According to your previous posts, the load over 1.5 m was 3 tonnes, which when converted to Newtons was 29,419.95 N.

 

[andrewh21]

so very sorry please forgive me I am getting confused again I have tried that many calcs trying to get this I am in a bit of a muddle
1.5m at 2 tonnes/m = 3 tonnes
3 tonnes converted to KN =29.892049152000002KN
so 29.9KN from x=o to x=1.5
not forgetting the point load in the centre of 200N am I correct to assume that the load from x=0m to x=1.5m
=30.1KN
or does the point load not get took into consideration for this?

 

[SteamKing]

so very sorry please forgive me I am getting confused again I have tried that many calcs trying to get this I am in a bit of a muddle
1.5m at 2 tonnes/m = 3 tonnes
3 tonnes converted to KN =29.892049152000002KN
so 29.9KN in the centre
not forgetting the point load in the centre of 200N am I correct to assume that the load from x=0m to x=1.5m
=30.1KN
or does the point load not get took into consideration for this?

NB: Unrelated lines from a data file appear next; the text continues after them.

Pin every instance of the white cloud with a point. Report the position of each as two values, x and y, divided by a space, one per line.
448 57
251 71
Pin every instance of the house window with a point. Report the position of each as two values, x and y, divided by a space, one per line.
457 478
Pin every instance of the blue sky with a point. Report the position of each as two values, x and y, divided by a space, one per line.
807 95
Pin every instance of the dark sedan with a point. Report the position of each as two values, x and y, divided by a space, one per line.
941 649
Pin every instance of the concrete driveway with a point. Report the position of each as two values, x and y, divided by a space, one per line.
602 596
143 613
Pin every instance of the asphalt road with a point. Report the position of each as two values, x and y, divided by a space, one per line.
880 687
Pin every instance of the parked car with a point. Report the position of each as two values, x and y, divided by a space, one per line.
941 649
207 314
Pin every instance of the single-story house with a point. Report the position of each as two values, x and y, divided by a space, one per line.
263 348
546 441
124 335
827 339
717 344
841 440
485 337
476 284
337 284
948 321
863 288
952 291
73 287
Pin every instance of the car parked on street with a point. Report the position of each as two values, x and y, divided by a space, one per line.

Let's try to simplify things a bit.

1. There's no need to carry calculations to 50 decimal places.
2. We can use a value of g = 9.81 m/s² or even 10 m/s², without significant loss of accuracy.

For a UDL of 2 tonnes/meter, the total load on the beam will be 2 tonne/m * 3m = 6 tonnes, half of which is 3 tonnes.

3 tonnes = 3000 kg = 3000 * 9.81 = 29,430 N

The reactions on the beam, using g = 9.81 m/s², will be 29,530 N at the left and right supports.

Now, what is the value of the shear force at x = 1.5 m from the left support?

 

[andrewh21]

please ignore that

 

[andrewh21]

how do I calculate thart?

 

[SteamKing]

how do I calculate thart?

Come on. Re-read Post #51.

 

[andrewh21]

therefore it should be 29,530N
is that correct?

 

[SteamKing]

therefore it should be 29,530N
is that correct?

Concentrate. If the reaction at the left support is 29,530 N, how can the shear force be 29,530 N at the center of the beam? Like I said, re-read Post #51. You also must account for the direction of the reaction force and the forces due to the loads applied to the beam.